History suggests it is much harder to get rid of license requirements that already exist than to prevent new requirements from taking hold. The Bureau of Labor Statistics found that only eight occupations have been completely “de-licensed” in the past 40 years. That means that cases like those of D.C.’s fitness instructors are doubly important. While lawmakers and organizations focus on occupational licensing reform, the easiest place to begin is to stop enacting unnecessary requirements in the first place.

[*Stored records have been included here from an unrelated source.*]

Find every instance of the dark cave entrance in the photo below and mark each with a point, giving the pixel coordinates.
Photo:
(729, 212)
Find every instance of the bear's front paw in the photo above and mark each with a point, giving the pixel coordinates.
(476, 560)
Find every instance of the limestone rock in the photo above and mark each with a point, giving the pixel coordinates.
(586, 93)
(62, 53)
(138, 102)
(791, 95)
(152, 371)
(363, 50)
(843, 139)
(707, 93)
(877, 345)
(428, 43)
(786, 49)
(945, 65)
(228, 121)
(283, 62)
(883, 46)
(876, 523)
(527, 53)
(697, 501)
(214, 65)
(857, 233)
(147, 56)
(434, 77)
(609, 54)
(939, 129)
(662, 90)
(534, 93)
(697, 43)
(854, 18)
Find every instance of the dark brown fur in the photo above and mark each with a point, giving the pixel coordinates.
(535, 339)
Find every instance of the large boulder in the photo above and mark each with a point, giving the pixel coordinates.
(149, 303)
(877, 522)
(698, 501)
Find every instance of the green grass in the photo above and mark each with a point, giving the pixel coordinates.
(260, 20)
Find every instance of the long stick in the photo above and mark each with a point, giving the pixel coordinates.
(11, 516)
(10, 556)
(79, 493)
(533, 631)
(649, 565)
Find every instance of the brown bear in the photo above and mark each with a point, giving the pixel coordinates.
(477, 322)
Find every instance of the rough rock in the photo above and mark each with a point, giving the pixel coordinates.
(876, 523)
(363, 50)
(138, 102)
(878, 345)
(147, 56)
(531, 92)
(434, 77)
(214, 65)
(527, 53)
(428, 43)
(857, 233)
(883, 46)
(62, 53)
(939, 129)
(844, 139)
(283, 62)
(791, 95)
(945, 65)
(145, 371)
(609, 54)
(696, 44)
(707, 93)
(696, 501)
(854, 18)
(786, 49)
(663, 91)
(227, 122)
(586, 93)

Some state-level groups are also pushing state legislatures to perform cost-benefit analyses on existing licensing rules and to consider what public safety concerns, if any, are at issue. For example the Buckeye Institute, a conservative think tank based in Ohio, recently cited 31 professional licenses it believes the state can scale down or eliminate outright, including those for travel guides and dietitians.

Trade groups that benefit from reduced competition are likely to fight this trend, but ultimately, we are overdue for a course correction. When the Kochs and the president find themselves on the same side of an issue, there is a pretty good chance it is the right side to be on.